Mark Stein is his name, and he is the longtime manager for Max Weinberg, Bruce Springsteen’s drummer in the E Street Band. The seeds for his day in uniform actually started a couple of days earlier, when the Chicago resident and Cubs fan reached out to manager Joe Maddon and invited him to last Thursday night’s Phoenix concert as a special guest.

Maddon and his wife, Jaye, not only went to the show, but they went early and met Weinberg backstage, and even had their picture taken on stage at his drum kit (yes, very early, way before the show).

“It was great. They played for three-and-a-half hours, high energy, without even taking a break. Phenomenal,” says Maddon, who is a longtime Springsteen fan and, in return, invited Stein to spend a day at Cubs camp.

Though he didn’t get any action, Stein did get to take some dry swings in the batting cage just after the Cubs left the field. Maybe positioning himself to be a September call-up?

 

9a. Rock ‘n’ Roll Lyric of the Week

Jake Peavy’s Hero Jam, designed to “celebrate the service and honor of our U.S. military personnel,” was a rockin’ good time at Live Wire in Scottsdale on Sunday night. Proceeds went to the United Service Organizations’ Transition 360 Alliance, and Peavy was backed by a band of crack musicians, including Doug Pettibone, longtime guitarist for Lucinda Williams; Jimmy Hall, former lead singer of Wet Willie (“Keep on Smilin'”); and Coy Bowles, guitarist for the Zac Brown Band. Peter Gammons, the legendary baseball writer, even joined them on stage to play guitar and sing one song.

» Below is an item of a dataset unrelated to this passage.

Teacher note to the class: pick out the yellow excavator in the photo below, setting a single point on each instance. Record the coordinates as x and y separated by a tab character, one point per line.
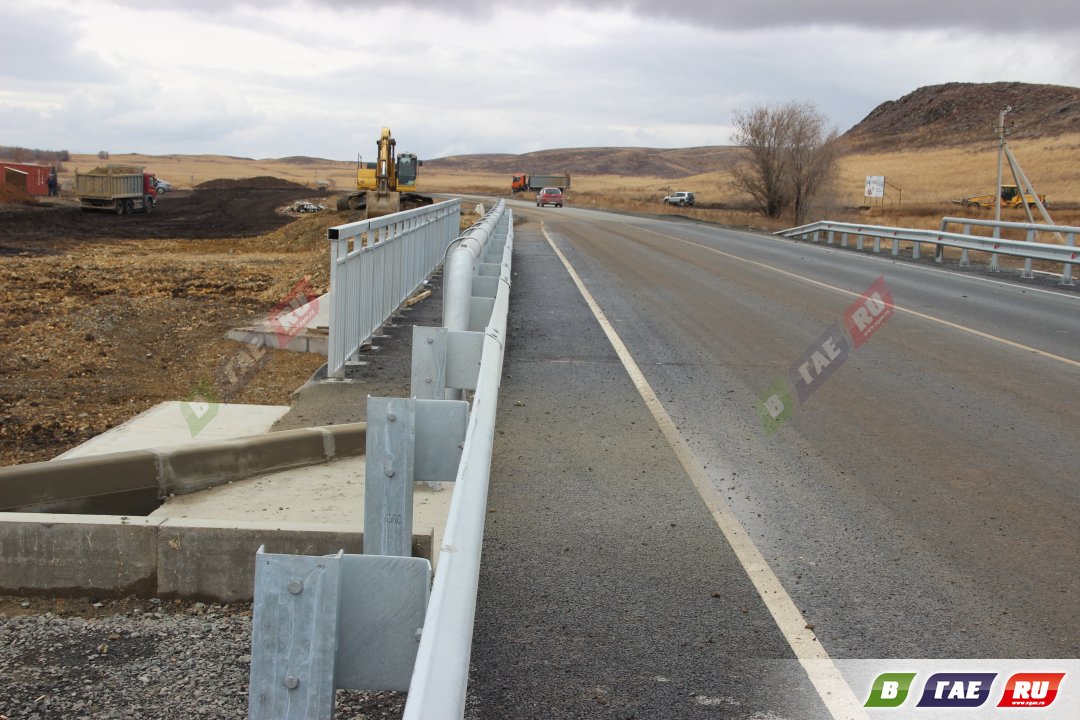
386	186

Nice set list, too, including Peavy taking the vocals on this gem…

“Now me and my mate were back at the shack, we had Spike Jones on the box

“She said, ‘I can’t take the way he sings, but I love to hear him talk’

“Now that just gave my heart a throb, to the bottom of my feet

“And I swore as I took another pull, my Bessie can’t be beat

“Up on Cripple Creek she sends me

“If I spring a leak she mends me

“I don’t have to speak, she defends me

“A drunkard’s dream if I ever did see one”

— The Band, Up On Cripple Creek

 

Scott Miller covers Major League Baseball as a national columnist for Bleacher Report.